In terms of mechanics, what really impressed me about Vanderveen was how well he can throw the football to spots. He can drop the football into the laps of his receivers with good accurate placement of the football. Vanderveen will do a good job of keeping the football in low-danger areas. The arm strength still isn't quite there (receivers have to slow up on their routes to catch the football), but he does manage to get completions on most occasions.
A lot of these routes seem to be one read plays though, After the original play breaks down, Vanderveen then takes off and tries to pick up yards when things aren't working. Good for him for trying to make a play, but in college his coaches will probably want him to stick to that pocket a little longer. You have to imagine there will be work on Brent trying to run through his progressions to ensure he finds places to put the football correctly.

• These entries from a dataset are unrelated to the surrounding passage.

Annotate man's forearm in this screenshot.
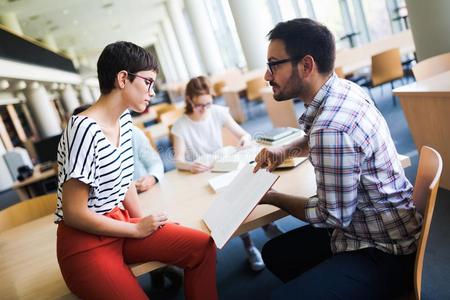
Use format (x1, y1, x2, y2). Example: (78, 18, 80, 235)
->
(264, 191, 309, 222)
(281, 135, 309, 159)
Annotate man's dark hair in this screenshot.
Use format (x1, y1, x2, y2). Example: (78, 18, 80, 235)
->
(267, 18, 335, 74)
(97, 41, 159, 94)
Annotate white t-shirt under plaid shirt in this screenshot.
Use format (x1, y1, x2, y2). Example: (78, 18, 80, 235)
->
(55, 111, 134, 223)
(301, 74, 422, 255)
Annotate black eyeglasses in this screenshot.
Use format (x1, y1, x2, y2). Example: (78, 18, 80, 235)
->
(191, 101, 212, 110)
(128, 72, 155, 93)
(266, 58, 296, 75)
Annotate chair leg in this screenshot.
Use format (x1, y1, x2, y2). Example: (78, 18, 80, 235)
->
(390, 81, 397, 106)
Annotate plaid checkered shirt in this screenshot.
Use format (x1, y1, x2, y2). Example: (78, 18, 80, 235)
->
(300, 74, 422, 255)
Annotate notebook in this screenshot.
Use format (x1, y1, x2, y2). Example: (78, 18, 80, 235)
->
(257, 127, 300, 142)
(203, 165, 279, 249)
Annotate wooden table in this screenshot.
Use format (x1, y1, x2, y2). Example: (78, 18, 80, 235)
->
(394, 70, 450, 189)
(0, 155, 411, 299)
(335, 29, 415, 75)
(12, 164, 57, 201)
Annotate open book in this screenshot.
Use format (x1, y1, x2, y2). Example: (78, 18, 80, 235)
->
(194, 146, 261, 172)
(203, 165, 279, 249)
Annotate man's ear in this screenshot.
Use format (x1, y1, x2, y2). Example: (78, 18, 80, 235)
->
(116, 70, 128, 89)
(298, 55, 315, 77)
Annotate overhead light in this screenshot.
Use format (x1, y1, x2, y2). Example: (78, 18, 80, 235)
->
(62, 9, 69, 15)
(0, 80, 9, 90)
(15, 81, 27, 90)
(73, 19, 79, 25)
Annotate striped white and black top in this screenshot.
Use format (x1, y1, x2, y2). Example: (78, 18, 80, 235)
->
(55, 111, 134, 223)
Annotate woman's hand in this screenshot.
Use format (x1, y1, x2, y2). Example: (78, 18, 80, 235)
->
(134, 212, 169, 238)
(190, 162, 212, 174)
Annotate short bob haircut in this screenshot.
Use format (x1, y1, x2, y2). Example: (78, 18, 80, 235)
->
(267, 18, 335, 75)
(97, 41, 159, 94)
(184, 76, 213, 114)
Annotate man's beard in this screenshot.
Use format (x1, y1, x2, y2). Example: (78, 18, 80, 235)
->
(271, 69, 304, 102)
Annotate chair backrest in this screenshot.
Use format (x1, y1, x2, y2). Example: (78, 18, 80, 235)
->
(412, 52, 450, 81)
(0, 193, 57, 232)
(335, 66, 345, 79)
(260, 86, 298, 128)
(213, 80, 226, 97)
(412, 146, 443, 300)
(371, 48, 404, 86)
(159, 108, 184, 127)
(246, 77, 267, 101)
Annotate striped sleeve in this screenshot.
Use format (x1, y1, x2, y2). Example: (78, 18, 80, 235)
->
(64, 117, 98, 187)
(305, 128, 361, 228)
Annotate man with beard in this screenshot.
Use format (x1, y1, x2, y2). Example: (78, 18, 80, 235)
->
(253, 18, 421, 299)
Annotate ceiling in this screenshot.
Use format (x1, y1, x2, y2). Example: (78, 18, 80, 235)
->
(0, 0, 169, 70)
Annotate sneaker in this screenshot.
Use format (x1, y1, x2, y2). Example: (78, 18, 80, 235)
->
(246, 246, 265, 272)
(264, 223, 285, 239)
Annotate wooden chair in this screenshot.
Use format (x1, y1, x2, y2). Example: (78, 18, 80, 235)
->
(0, 193, 57, 232)
(159, 108, 184, 128)
(213, 80, 226, 97)
(410, 146, 443, 300)
(412, 52, 450, 81)
(362, 48, 404, 105)
(335, 66, 345, 79)
(260, 86, 298, 128)
(245, 77, 267, 119)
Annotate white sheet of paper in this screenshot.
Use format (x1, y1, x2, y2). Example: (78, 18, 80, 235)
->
(203, 165, 279, 249)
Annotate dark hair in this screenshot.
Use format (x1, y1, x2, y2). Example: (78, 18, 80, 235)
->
(267, 18, 335, 74)
(97, 41, 159, 94)
(184, 76, 213, 114)
(72, 104, 91, 116)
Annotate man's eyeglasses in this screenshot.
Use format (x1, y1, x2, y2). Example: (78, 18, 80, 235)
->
(128, 72, 155, 93)
(191, 101, 212, 110)
(266, 58, 296, 75)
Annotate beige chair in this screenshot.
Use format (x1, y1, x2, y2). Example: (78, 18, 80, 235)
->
(0, 193, 57, 232)
(245, 77, 267, 118)
(362, 48, 404, 105)
(260, 86, 298, 128)
(213, 80, 226, 97)
(412, 52, 450, 81)
(335, 66, 345, 79)
(409, 146, 443, 300)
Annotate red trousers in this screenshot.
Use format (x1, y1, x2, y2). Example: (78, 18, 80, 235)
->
(57, 207, 218, 300)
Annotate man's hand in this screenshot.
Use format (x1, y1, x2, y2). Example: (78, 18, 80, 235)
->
(134, 212, 169, 238)
(253, 147, 286, 173)
(135, 176, 157, 193)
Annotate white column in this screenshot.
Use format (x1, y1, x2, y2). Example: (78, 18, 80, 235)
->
(166, 0, 203, 76)
(79, 85, 94, 104)
(406, 0, 450, 61)
(161, 18, 189, 81)
(25, 84, 62, 138)
(0, 12, 23, 35)
(61, 85, 81, 115)
(90, 86, 101, 100)
(184, 0, 224, 75)
(154, 40, 176, 83)
(228, 0, 272, 70)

Vanderveen's tape has some impressive moments, although a lot of the highlights having him throwing to wide open guys. The biggest thing I see with him is his ability to move when the play breaks down. However, he needs to able to learn how to make plays when things aren't working right for him. And he still has to learn how to read defenses after the first read doesn't work out, or he's going to get sandwiched once defenses start spying him.
Vanderveen was recruited by Oklahoma State, Arkansas and Arkansas State before picking Oregon State, which gives you the idea of the type of schools that were interested. Oklahoma State and Arkansas run pass-first spread attack, Arkansas State (with Freeze) a spread option, so they saw Vanderveen's ability to make quick throws and decisions and be accurate while doing so. Oregon State's offense is a bit more varied, and they tend to execute their plays under center than they do under shotgun, which is where Vanderveen spends most of his time in this offense. It'll be a bit of a transition for him as well to work back into that position.
Expect Vanderveen to be a bit of a project, but if he develops he could be a solid enough one-two year starter for Oregon State down the line. So he'll end up being like most of Mike Riley's quarterbacks.